Damit werden einige historische Analysen Steiners (wenn auch nicht alle) in Frage gestellt. Die theologischen Ideen des Bauernkriegs mögen beispielsweise Ähnlichkeiten aufweisen zu Luthers reformatorischen Leitideen, aber zu implizieren, sie seien eine Nebenfolge, geht zu weit und vermengt den kategorialen Unterschied zwischen Ideen und Ereignissen. Leider diskutiert Steiner weder die Unterscheidung zwischen Ideen, Handlungen und Ereignissen noch die Rolle der Kausalität für das Nebenfolgentheorem.
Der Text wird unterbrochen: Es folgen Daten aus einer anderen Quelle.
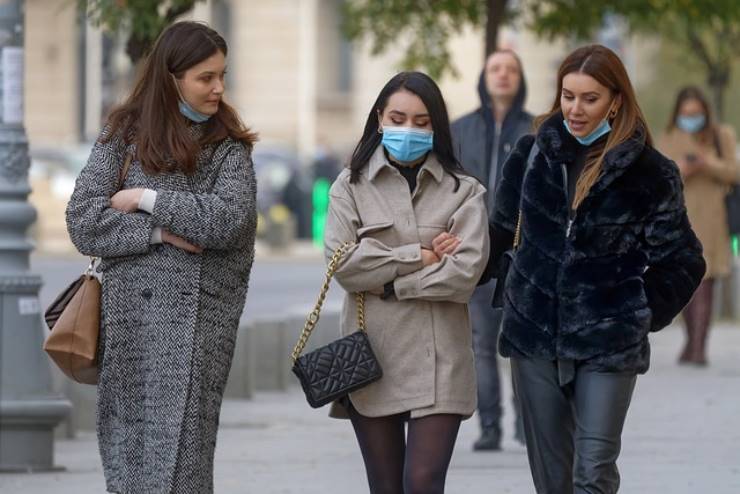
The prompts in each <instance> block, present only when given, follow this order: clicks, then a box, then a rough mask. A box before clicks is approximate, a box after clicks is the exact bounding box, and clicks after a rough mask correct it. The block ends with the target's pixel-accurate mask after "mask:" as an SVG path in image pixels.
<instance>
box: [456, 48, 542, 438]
mask: <svg viewBox="0 0 740 494" xmlns="http://www.w3.org/2000/svg"><path fill="white" fill-rule="evenodd" d="M478 95H479V96H480V101H481V106H480V108H478V109H477V110H475V111H474V112H472V113H469V114H467V115H465V116H463V117H461V118H459V119H458V120H456V121H455V122H453V123H452V137H453V139H454V142H455V152H456V155H457V157H458V159H459V161H460V164H461V165H462V166H463V168H465V170H466V171H467V172H469V173H470V174H472V175H473V176H475V177H476V178H477V179H478V180H480V181H481V183H483V184H484V185H485V186H486V187H487V189H488V191H487V193H486V205H487V208H488V214H489V216H491V215H492V214H493V207H494V192H495V190H496V183H497V182H498V180H499V179H500V177H501V170H502V168H503V163H504V161H505V160H506V158H507V157H508V156H509V153H510V152H511V150H512V149H513V148H514V144H515V143H516V141H517V140H518V139H519V138H520V137H521V136H523V135H525V134H528V133H531V131H532V115H531V114H529V113H527V112H526V111H525V110H524V101H525V99H526V97H527V85H526V81H525V79H524V71H523V68H522V63H521V60H520V59H519V57H518V56H517V55H516V53H514V52H513V51H511V50H499V51H496V52H494V53H492V54H490V55H489V56H488V58H487V59H486V63H485V66H484V67H483V71H482V72H481V75H480V78H479V80H478ZM495 286H496V281H490V282H488V283H486V284H484V285H482V286H479V287H478V288H476V290H475V292H474V293H473V298H471V299H470V306H469V310H470V321H471V323H472V325H473V348H474V350H475V370H476V374H477V378H478V418H479V420H480V426H481V435H480V437H479V438H478V439H477V440H476V441H475V443H474V444H473V449H474V450H476V451H485V450H493V451H495V450H499V449H501V383H500V379H499V372H498V361H497V358H496V355H497V353H498V352H497V351H496V345H497V342H498V334H499V329H500V326H501V315H502V311H501V309H494V308H493V307H491V300H492V299H493V291H494V288H495ZM514 410H515V412H516V420H515V433H514V437H515V438H516V439H517V440H518V441H519V442H520V443H522V444H523V443H524V431H523V427H522V424H521V418H520V414H519V405H518V403H517V400H516V396H515V397H514Z"/></svg>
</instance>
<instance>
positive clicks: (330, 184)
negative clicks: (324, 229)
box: [311, 178, 331, 248]
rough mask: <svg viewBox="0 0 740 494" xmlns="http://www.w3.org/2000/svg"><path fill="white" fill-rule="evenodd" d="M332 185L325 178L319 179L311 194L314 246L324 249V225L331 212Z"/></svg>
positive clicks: (314, 184)
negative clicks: (326, 219)
mask: <svg viewBox="0 0 740 494" xmlns="http://www.w3.org/2000/svg"><path fill="white" fill-rule="evenodd" d="M330 186H331V184H330V183H329V181H328V180H327V179H325V178H318V179H316V181H315V182H314V183H313V190H312V194H311V198H312V201H311V202H312V205H313V211H312V214H311V238H312V239H313V244H314V246H316V247H318V248H322V247H323V245H324V224H325V223H326V213H327V211H328V210H329V187H330Z"/></svg>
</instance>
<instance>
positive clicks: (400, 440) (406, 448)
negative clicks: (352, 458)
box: [348, 406, 461, 494]
mask: <svg viewBox="0 0 740 494" xmlns="http://www.w3.org/2000/svg"><path fill="white" fill-rule="evenodd" d="M348 408H349V416H350V418H351V419H352V426H353V427H354V428H355V434H356V435H357V442H358V443H359V444H360V450H361V451H362V458H363V459H364V460H365V469H366V470H367V479H368V483H369V484H370V494H442V493H443V492H444V489H445V478H446V476H447V468H448V467H449V465H450V459H451V458H452V451H453V449H454V447H455V440H456V439H457V432H458V430H459V429H460V420H461V416H460V415H451V414H439V415H428V416H426V417H422V418H418V419H411V420H408V414H407V413H404V414H399V415H390V416H387V417H365V416H363V415H360V414H359V413H358V412H357V410H355V409H354V407H352V406H349V407H348ZM407 421H408V438H406V437H405V436H406V434H405V431H404V426H405V424H406V422H407Z"/></svg>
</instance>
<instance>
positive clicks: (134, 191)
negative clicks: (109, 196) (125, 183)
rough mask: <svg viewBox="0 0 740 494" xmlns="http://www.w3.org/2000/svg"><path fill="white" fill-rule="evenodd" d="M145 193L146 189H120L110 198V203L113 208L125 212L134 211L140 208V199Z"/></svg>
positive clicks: (124, 212)
mask: <svg viewBox="0 0 740 494" xmlns="http://www.w3.org/2000/svg"><path fill="white" fill-rule="evenodd" d="M143 194H144V189H124V190H119V191H118V192H116V193H115V194H113V197H111V198H110V205H111V207H112V208H113V209H117V210H118V211H123V212H124V213H133V212H134V211H136V210H137V209H139V201H141V196H142V195H143Z"/></svg>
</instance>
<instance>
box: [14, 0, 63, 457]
mask: <svg viewBox="0 0 740 494" xmlns="http://www.w3.org/2000/svg"><path fill="white" fill-rule="evenodd" d="M29 165H30V160H29V157H28V139H27V138H26V132H25V129H24V128H23V2H22V0H0V471H17V470H25V471H34V470H48V469H51V468H53V450H54V427H55V426H56V425H57V424H58V423H59V422H60V421H61V420H62V418H64V416H65V415H67V413H69V410H70V404H69V402H68V401H67V400H65V399H63V398H61V397H60V396H58V395H55V394H54V393H53V391H52V385H51V372H50V368H49V361H48V359H47V357H46V355H45V354H44V352H43V351H42V349H41V345H42V342H43V338H44V331H43V329H42V324H41V308H40V307H39V297H38V294H39V289H40V288H41V284H42V281H41V277H40V276H38V275H34V274H31V273H30V272H29V256H30V253H31V250H33V244H32V243H31V242H30V241H29V239H28V237H27V236H26V231H27V230H28V227H29V226H31V225H32V224H33V222H34V221H35V220H36V211H35V209H34V208H33V206H31V205H30V204H29V203H28V194H29V193H30V191H31V189H30V188H29V186H28V169H29Z"/></svg>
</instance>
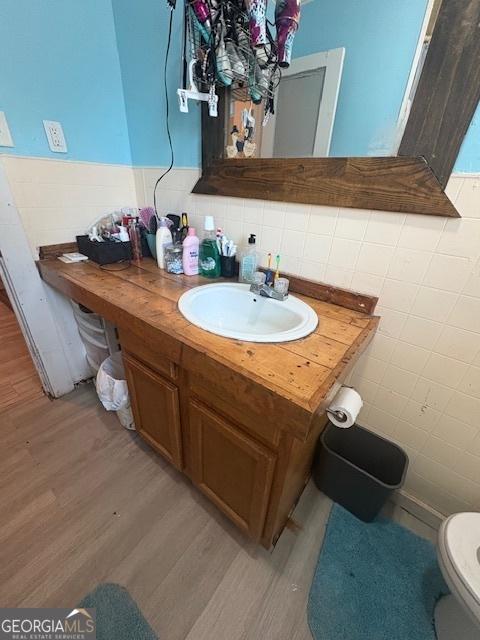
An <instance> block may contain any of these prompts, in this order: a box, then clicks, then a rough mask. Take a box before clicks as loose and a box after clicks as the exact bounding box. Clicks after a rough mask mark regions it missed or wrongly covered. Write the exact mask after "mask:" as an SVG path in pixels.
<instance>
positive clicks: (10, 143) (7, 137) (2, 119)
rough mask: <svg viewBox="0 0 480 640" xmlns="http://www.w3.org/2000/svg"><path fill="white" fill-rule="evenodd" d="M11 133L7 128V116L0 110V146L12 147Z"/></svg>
mask: <svg viewBox="0 0 480 640" xmlns="http://www.w3.org/2000/svg"><path fill="white" fill-rule="evenodd" d="M14 146H15V145H14V144H13V140H12V134H11V133H10V129H9V128H8V122H7V117H6V115H5V112H4V111H0V147H14Z"/></svg>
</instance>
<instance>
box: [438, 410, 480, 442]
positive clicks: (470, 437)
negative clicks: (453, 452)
mask: <svg viewBox="0 0 480 640" xmlns="http://www.w3.org/2000/svg"><path fill="white" fill-rule="evenodd" d="M433 433H434V434H435V435H436V436H437V437H439V438H442V440H445V442H449V443H450V444H453V445H455V446H457V447H460V448H461V449H465V448H466V447H469V446H470V444H471V443H472V442H473V440H474V438H475V437H476V435H477V433H478V430H477V429H476V428H475V427H473V426H472V425H470V424H467V423H466V422H463V421H462V420H457V419H456V418H454V417H453V416H449V415H447V414H443V415H442V416H440V418H439V419H438V421H437V423H436V424H435V426H434V427H433Z"/></svg>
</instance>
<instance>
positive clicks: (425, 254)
mask: <svg viewBox="0 0 480 640" xmlns="http://www.w3.org/2000/svg"><path fill="white" fill-rule="evenodd" d="M431 258H432V254H430V253H427V252H426V251H417V250H415V249H404V248H402V247H398V248H397V249H396V251H395V255H394V256H393V259H392V261H391V263H390V268H389V269H388V277H390V278H394V279H395V280H404V281H406V282H414V283H420V282H422V280H423V277H424V275H425V272H426V270H427V268H428V265H429V264H430V260H431Z"/></svg>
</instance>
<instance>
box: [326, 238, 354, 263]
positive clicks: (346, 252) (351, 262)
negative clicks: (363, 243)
mask: <svg viewBox="0 0 480 640" xmlns="http://www.w3.org/2000/svg"><path fill="white" fill-rule="evenodd" d="M360 247H361V244H360V242H356V241H355V240H345V239H343V238H334V239H333V242H332V247H331V250H330V256H329V259H328V262H329V264H331V265H333V266H334V267H341V268H342V269H353V268H354V267H355V265H356V262H357V258H358V253H359V251H360Z"/></svg>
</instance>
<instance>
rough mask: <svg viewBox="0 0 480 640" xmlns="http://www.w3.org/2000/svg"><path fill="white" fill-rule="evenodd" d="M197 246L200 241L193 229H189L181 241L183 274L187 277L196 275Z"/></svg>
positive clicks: (189, 228) (193, 229) (197, 256)
mask: <svg viewBox="0 0 480 640" xmlns="http://www.w3.org/2000/svg"><path fill="white" fill-rule="evenodd" d="M199 244H200V240H199V239H198V238H197V236H196V235H195V229H194V228H193V227H190V228H189V229H188V233H187V237H186V238H185V240H184V241H183V258H182V260H183V273H184V274H185V275H187V276H196V275H198V249H199Z"/></svg>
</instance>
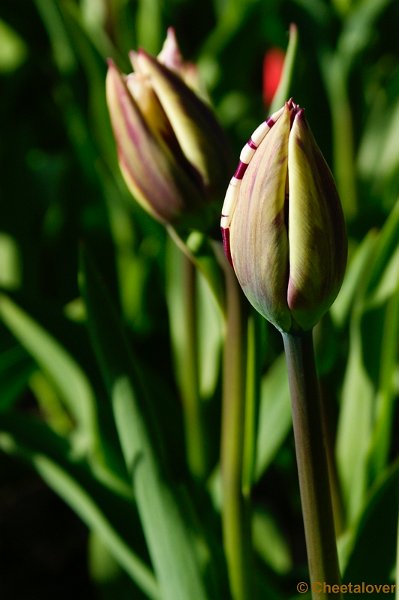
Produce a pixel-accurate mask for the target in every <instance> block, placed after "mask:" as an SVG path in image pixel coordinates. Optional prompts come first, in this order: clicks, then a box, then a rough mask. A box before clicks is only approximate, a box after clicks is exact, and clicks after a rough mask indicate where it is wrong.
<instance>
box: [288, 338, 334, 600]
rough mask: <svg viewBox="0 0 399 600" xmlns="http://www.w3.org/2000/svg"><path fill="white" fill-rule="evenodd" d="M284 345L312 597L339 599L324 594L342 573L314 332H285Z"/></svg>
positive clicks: (330, 598) (332, 594) (326, 594)
mask: <svg viewBox="0 0 399 600" xmlns="http://www.w3.org/2000/svg"><path fill="white" fill-rule="evenodd" d="M283 340H284V349H285V355H286V360H287V367H288V379H289V385H290V392H291V401H292V420H293V426H294V437H295V449H296V457H297V465H298V475H299V487H300V493H301V503H302V514H303V521H304V528H305V538H306V549H307V555H308V564H309V576H310V582H311V589H312V598H313V599H314V600H316V599H317V600H330V599H331V600H333V599H334V600H337V598H338V600H339V599H340V598H342V596H341V595H340V594H338V595H337V594H336V593H335V594H332V593H331V592H329V591H328V590H329V589H331V587H330V588H329V587H328V586H332V585H334V584H339V583H340V574H339V565H338V556H337V547H336V540H335V529H334V517H333V510H332V502H331V493H330V485H329V478H328V465H327V454H326V448H325V440H324V436H323V422H322V414H321V405H320V394H319V386H318V381H317V375H316V367H315V360H314V350H313V340H312V332H306V333H303V334H300V335H293V334H289V333H283ZM324 583H325V584H328V585H327V586H325V585H323V584H324Z"/></svg>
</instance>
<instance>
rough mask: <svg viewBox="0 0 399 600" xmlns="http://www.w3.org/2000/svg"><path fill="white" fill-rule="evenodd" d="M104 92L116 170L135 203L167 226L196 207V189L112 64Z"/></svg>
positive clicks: (200, 196)
mask: <svg viewBox="0 0 399 600" xmlns="http://www.w3.org/2000/svg"><path fill="white" fill-rule="evenodd" d="M106 92H107V104H108V108H109V113H110V117H111V123H112V128H113V131H114V136H115V139H116V142H117V147H118V157H119V164H120V168H121V171H122V174H123V176H124V179H125V181H126V184H127V186H128V187H129V189H130V191H131V192H132V194H133V195H134V196H135V198H136V199H137V201H138V202H140V204H141V205H142V206H143V207H144V208H145V210H147V211H148V212H150V213H151V214H152V215H153V216H155V217H156V218H157V219H158V220H160V221H161V222H167V223H172V222H175V221H177V220H178V219H179V217H180V215H181V214H182V213H183V211H186V210H190V209H193V208H195V207H196V206H200V205H201V203H202V202H203V197H202V194H201V190H200V187H199V186H198V185H196V184H195V183H194V182H193V181H192V180H191V179H190V177H189V175H188V174H187V172H186V171H185V170H184V168H181V165H180V163H179V162H178V161H177V160H176V157H175V156H174V155H173V154H172V153H171V152H170V150H169V148H168V147H167V146H166V145H165V144H162V140H160V139H159V138H157V137H156V136H154V134H153V132H152V131H151V130H150V128H149V127H148V125H147V123H146V121H145V119H144V118H143V115H142V113H141V111H140V109H139V107H138V105H137V104H136V102H135V100H134V99H133V97H132V95H131V94H130V93H129V90H128V88H127V86H126V83H125V81H124V79H123V77H122V75H121V74H120V72H119V71H118V69H117V68H116V66H115V65H114V64H113V63H112V62H110V63H109V69H108V73H107V81H106ZM187 202H190V206H187Z"/></svg>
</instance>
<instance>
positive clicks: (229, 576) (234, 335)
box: [221, 261, 253, 600]
mask: <svg viewBox="0 0 399 600" xmlns="http://www.w3.org/2000/svg"><path fill="white" fill-rule="evenodd" d="M225 280H226V303H227V306H226V308H227V323H226V338H225V352H224V373H223V406H222V447H221V463H222V492H223V513H222V519H223V541H224V547H225V553H226V559H227V569H228V574H229V580H230V586H231V593H232V598H233V599H234V600H249V599H250V598H253V596H252V594H251V580H252V577H251V562H252V561H251V537H250V523H249V514H248V508H249V507H248V505H247V503H246V500H245V498H244V495H243V492H242V472H243V451H244V431H245V392H246V377H245V370H246V369H245V366H246V330H247V318H246V310H247V309H246V302H245V301H244V297H243V294H242V292H241V288H240V287H239V285H238V283H237V280H236V276H235V274H234V271H233V269H232V268H231V267H230V265H229V264H227V261H226V266H225Z"/></svg>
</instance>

Eine schärfere Differenzierung dieser analytischen Kategorien wäre hilfreich gewesen.

Auch wenn kritische Zweifel meist stärker wiegen als Zustimmung, muss hervorgehoben werden, dass Steiner ein anregendes Buch geschrieben hat, das bei anderen Lesern mehr Zustimmung finden könnte. Alle, die sich mit historischem Wandel beschäftigen, sollten sich Zeit nehmen, dieses kleine Buch zu lesen. Eine fruchtbare Allianz zwischen Soziologie und Geschichtswissenschaft wäre sehr zu wünschen und man kann nur hoffen, dass mehr Schritte in diese Richtung gemacht werden.

Anmerkung:
1 Hermann Lübbe, Geschichtsbegriff und Geschichtsinteresse. Analytik und Pragmatik der Historie, Basel 1977, S. 54ff.